International Space Elevator Consortium
Summary of Research Projects

The primary research priority for the space elevator is to find a material that is strong, long and light enough.  The second priority is to work on ways of reducing the strength requirement while still carrying a useful amount of payload.

Other important areas are:

• Climber Engineering, in particular the interface between the climber and the tether. Requirements include:

  • High climber traction with minimal degradation of the tether

  • High climber reliability and durability

• Progressing the simulation work on tether dynamics (Dennis Wright, Dan Gleeson, Arun Misra, Stephen Cohen), including:

  • Stability

  • Libration

  • Electrodynamics

  • Magnetosphere models

  • Effects of radiation

• Finding the optimal method of moving the tether to avoid space debris:

  • Swinging the base and propagating a wave

  • Moving the earth port at sea

  • Reel in/reel out at Earth Port, GEO, and/or Apex Anchor

• Understanding the effects on the tether of impacts with space debris, which will differ according to the material used:

  • What is the effect of rupture on a tether made of single crystal graphene, which is now our preferred material?

  • What is the effect on a carbon nanotube weave, which is an alternative material?

  • The same questions apply to other candidate materials, such as boron nitride.

• Alternative designs with two or three tethers for the sake of greater resilience to items of debris smaller than 10cm and other potential damage:

  • The Obayashi Corporation proposes dual tethers, each capable of supporting the weight of the climbers.

  • Another proposal is to have three tethers so that, even in the worst case of an impact that passes obliquely through two tethers, the third is still capable of supporting the climbers’ weight.

Strong Materials

Single crystal graphene is a very promising material. Essentially, the crystals are extremely strong molecules of carbon that are one third of a nanometer thick : we need them a meter wide and kilometers long. We are engaged with a team led by Adrian Nixon and based at the Graphene Engineering Innovation Centre (GEIC) in Manchester, UK. They are developing a method of manufacture that uses liquid metal so that the graphene can be formed on the metal’s surface (as shown) and then pulled away without damage.

Reducing the Strength Requirement

Ben Shelef calculated the minimum acceptable strength for a tether based on the amount of time needed for maintenance and repair while still carrying payload : this is important, because it enables the space elevator to be built sooner. He defined a new unit of specific strength, the Yuri [named after Yuri Artsutanov, a Russian pioneer of the space elevator], which is tensile strength over mass density.

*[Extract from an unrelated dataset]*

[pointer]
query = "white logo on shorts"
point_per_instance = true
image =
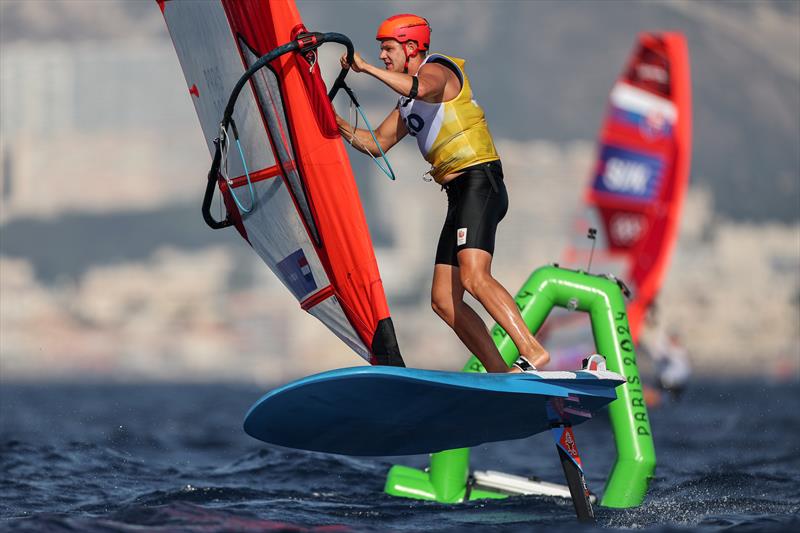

John Knapman proposed an approach – the Multi-stage Space Elevator – that builds on Shelef’s work and adapts Keith Lofstrom’s idea of the Launch Loop. The plan is to support the lower parts of the tether from the earth’s surface using the momentum of objects traveling very fast in a vacuum. Magnetic levitation with electronic control prevents collisions. A team in several countries is engaged in building a small-scale working prototype. Gravity is strongest near the earth (Figure 1), so the tether can be made of a much weaker material using this method of support.